Nevertheless, there are a couple of container levels that have 
significance in models like openEHR, 13606, CDA and so on: the 
Composition (can be seen as a Document) and the Entry (the clinical 
statement level). So it's not completely mad to do blobbing at these 
levels, or build in other assumptions around them.

>
> Do you have a picture or map, somewhere, of your metadata graph, or 
> must I examine individual achetypes to see all the links between them?
>
> >there is an emerging set of 'second order' object definitions, that 
> use the URI-based referencing approach in very sophisticate ways to 
> represent things like care plans, medication histories and so on. I 
> can't point to a spec right now, but they will start to appear.
>
> What is the motivation for that? To increase the granularity of 
> externally-referenceable objects? What current problem would this solve?

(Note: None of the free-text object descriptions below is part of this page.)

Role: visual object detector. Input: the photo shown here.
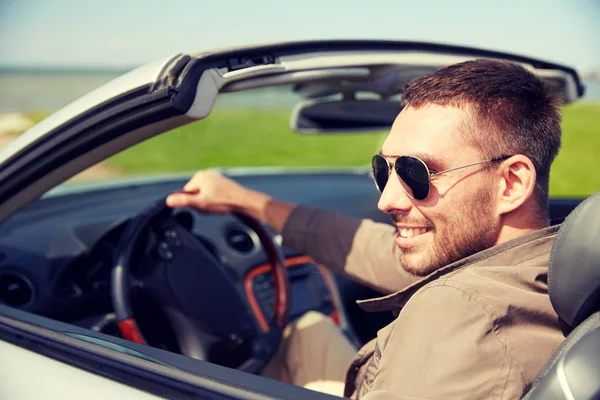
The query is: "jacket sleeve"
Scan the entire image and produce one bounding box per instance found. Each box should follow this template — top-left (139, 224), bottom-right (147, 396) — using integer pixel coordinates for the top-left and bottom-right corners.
top-left (281, 206), bottom-right (420, 294)
top-left (362, 283), bottom-right (523, 400)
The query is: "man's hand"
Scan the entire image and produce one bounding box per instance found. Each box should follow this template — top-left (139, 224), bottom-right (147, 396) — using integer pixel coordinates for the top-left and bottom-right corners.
top-left (165, 170), bottom-right (296, 233)
top-left (166, 170), bottom-right (251, 214)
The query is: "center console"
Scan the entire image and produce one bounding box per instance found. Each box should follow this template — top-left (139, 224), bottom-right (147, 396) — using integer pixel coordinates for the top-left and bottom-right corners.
top-left (244, 256), bottom-right (341, 332)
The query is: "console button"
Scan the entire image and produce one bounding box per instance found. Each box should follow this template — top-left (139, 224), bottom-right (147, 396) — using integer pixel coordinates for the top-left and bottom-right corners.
top-left (164, 229), bottom-right (181, 247)
top-left (157, 241), bottom-right (173, 261)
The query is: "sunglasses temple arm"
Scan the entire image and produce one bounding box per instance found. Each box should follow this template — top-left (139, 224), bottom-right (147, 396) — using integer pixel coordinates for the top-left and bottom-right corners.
top-left (429, 157), bottom-right (508, 177)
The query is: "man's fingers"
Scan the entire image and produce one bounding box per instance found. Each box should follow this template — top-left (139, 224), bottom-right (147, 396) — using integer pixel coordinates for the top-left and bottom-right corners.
top-left (183, 183), bottom-right (201, 193)
top-left (166, 192), bottom-right (195, 208)
top-left (174, 188), bottom-right (200, 195)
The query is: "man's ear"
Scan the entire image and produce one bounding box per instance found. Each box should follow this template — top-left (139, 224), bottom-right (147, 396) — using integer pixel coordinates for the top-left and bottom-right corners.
top-left (496, 155), bottom-right (537, 216)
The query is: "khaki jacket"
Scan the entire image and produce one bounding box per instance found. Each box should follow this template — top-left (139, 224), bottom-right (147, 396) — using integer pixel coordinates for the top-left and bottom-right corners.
top-left (282, 207), bottom-right (564, 399)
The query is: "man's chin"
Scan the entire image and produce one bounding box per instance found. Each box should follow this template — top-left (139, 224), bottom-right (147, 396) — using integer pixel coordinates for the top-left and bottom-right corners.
top-left (399, 251), bottom-right (440, 277)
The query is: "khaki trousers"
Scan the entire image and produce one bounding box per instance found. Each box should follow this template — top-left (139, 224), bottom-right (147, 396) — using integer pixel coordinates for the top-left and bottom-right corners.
top-left (261, 311), bottom-right (357, 397)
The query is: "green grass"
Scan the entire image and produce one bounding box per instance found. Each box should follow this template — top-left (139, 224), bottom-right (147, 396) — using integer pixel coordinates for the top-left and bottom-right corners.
top-left (105, 109), bottom-right (388, 172)
top-left (26, 102), bottom-right (600, 198)
top-left (549, 103), bottom-right (600, 197)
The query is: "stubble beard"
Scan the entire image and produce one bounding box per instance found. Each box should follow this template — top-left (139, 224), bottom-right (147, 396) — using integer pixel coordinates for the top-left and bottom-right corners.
top-left (398, 190), bottom-right (499, 277)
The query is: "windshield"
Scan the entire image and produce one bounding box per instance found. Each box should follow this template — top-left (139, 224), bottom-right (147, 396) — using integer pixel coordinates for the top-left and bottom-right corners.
top-left (65, 86), bottom-right (389, 181)
top-left (3, 81), bottom-right (600, 198)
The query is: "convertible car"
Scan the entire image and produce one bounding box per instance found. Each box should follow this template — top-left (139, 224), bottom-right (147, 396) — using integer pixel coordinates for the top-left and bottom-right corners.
top-left (0, 41), bottom-right (598, 399)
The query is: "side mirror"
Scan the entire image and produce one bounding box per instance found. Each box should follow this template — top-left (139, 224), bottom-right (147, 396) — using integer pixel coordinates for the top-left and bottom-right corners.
top-left (290, 99), bottom-right (402, 134)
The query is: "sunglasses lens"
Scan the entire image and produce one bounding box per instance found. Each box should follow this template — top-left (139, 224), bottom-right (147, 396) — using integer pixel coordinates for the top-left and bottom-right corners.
top-left (371, 154), bottom-right (389, 192)
top-left (396, 156), bottom-right (430, 200)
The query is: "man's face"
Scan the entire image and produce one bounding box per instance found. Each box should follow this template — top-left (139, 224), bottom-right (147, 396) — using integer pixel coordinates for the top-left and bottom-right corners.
top-left (379, 104), bottom-right (501, 276)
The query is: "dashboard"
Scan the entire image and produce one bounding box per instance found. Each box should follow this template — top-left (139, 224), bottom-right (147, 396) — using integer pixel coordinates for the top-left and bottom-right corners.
top-left (0, 171), bottom-right (384, 340)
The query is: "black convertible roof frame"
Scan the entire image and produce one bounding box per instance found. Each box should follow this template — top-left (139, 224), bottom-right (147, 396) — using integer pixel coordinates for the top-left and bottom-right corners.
top-left (188, 39), bottom-right (585, 95)
top-left (169, 39), bottom-right (585, 115)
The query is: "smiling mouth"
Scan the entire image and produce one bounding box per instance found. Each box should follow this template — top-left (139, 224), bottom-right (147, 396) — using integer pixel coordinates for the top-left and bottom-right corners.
top-left (398, 227), bottom-right (429, 238)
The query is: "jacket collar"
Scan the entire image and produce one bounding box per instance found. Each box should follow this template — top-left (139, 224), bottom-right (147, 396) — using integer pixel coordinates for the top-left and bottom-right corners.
top-left (357, 225), bottom-right (560, 313)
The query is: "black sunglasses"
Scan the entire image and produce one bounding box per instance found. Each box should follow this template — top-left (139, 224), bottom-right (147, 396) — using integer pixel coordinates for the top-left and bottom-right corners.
top-left (371, 154), bottom-right (511, 200)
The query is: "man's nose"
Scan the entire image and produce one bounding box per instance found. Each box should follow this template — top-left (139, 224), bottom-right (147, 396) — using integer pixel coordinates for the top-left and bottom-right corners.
top-left (377, 172), bottom-right (413, 214)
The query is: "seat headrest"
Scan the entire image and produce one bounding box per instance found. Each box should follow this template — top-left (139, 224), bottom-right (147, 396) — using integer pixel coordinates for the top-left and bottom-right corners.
top-left (550, 190), bottom-right (600, 329)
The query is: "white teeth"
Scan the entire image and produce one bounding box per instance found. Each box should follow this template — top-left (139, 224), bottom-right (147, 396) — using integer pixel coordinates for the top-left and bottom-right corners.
top-left (400, 228), bottom-right (428, 238)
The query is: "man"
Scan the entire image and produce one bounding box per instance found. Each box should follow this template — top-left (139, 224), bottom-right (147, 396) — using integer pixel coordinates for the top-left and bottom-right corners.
top-left (166, 59), bottom-right (565, 399)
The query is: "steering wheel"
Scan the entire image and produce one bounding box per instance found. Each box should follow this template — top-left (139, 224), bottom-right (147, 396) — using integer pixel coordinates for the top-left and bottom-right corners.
top-left (110, 197), bottom-right (290, 374)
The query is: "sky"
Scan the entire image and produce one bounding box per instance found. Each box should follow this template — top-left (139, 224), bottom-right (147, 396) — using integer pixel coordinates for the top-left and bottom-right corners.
top-left (0, 0), bottom-right (599, 73)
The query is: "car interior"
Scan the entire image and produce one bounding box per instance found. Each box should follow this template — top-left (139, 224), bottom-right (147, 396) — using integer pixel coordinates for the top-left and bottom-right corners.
top-left (0, 165), bottom-right (590, 391)
top-left (0, 42), bottom-right (597, 398)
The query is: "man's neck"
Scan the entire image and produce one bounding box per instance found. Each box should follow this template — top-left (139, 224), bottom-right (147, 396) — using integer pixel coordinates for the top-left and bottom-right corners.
top-left (496, 213), bottom-right (549, 245)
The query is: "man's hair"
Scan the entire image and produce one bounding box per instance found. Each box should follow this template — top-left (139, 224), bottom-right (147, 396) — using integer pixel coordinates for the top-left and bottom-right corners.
top-left (401, 59), bottom-right (563, 217)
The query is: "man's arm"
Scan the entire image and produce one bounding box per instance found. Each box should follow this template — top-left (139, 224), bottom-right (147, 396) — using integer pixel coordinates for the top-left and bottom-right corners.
top-left (281, 205), bottom-right (419, 294)
top-left (362, 283), bottom-right (523, 400)
top-left (166, 170), bottom-right (418, 294)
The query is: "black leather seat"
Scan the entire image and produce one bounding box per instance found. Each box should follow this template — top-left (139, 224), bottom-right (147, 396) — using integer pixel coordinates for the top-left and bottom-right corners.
top-left (524, 191), bottom-right (600, 400)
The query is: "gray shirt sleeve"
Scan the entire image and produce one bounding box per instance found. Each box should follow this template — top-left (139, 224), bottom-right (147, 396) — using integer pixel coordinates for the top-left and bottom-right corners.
top-left (281, 206), bottom-right (419, 294)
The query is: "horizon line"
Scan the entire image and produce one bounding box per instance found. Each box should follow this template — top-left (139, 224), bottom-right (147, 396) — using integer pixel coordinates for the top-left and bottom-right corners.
top-left (0, 64), bottom-right (139, 73)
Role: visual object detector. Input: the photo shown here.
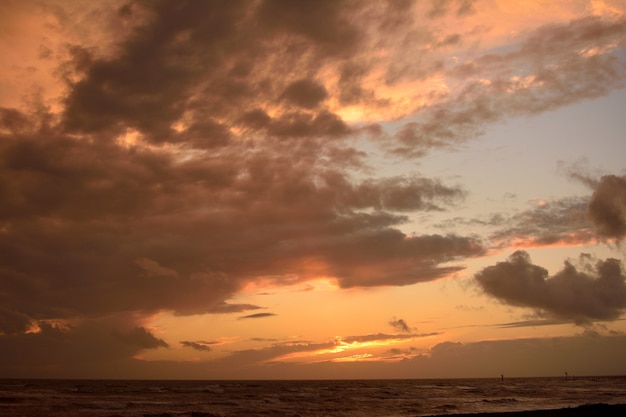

for example: provide a fast retrieval 'map' of all medications, 
including all actions, for some care plan, e.g. chemotherapy.

>
> >We need something to keep us off the streets...
>
> Not a worry for you, sir. I'll embarrass you by letting on here how 
> impressed I've been with the raw intellect everywhere evident in what 
> I take to be chiefly your creation and the literary talent you have 
> exercised in making it all clear. Great work!
>
>

ah - don't blame me for it. I added some engineering understanding and 
integration along the way, but this work started with a bunch of very 
smart clinical people who gathered the best set of requirements for the 
'EHR' concept, during the Good European Health Record project. One of 
them, Dr Dipak Kalra (now head of department of CHIME at UCL), wrote his 
PhD thesis <http://eprints.ucl.ac.uk/1584/> on EHR requirements, and one 
outcome of that was the ISO 18308 standard, on the same topic. Sam Heard 
and other physicians were key in developing these requirements and the 
understanding they have given to the domain have greatly affected the 
quality of the development. This plus numerous technical people, 
debates, conferences etc have led to the specifications 
<http://www.openehr.org/programs/specification/releases/currentbaseline> 
you see today. Have a look at the revision histories, particularly on 
the EHR IM and Data types - you'll see a lot of names.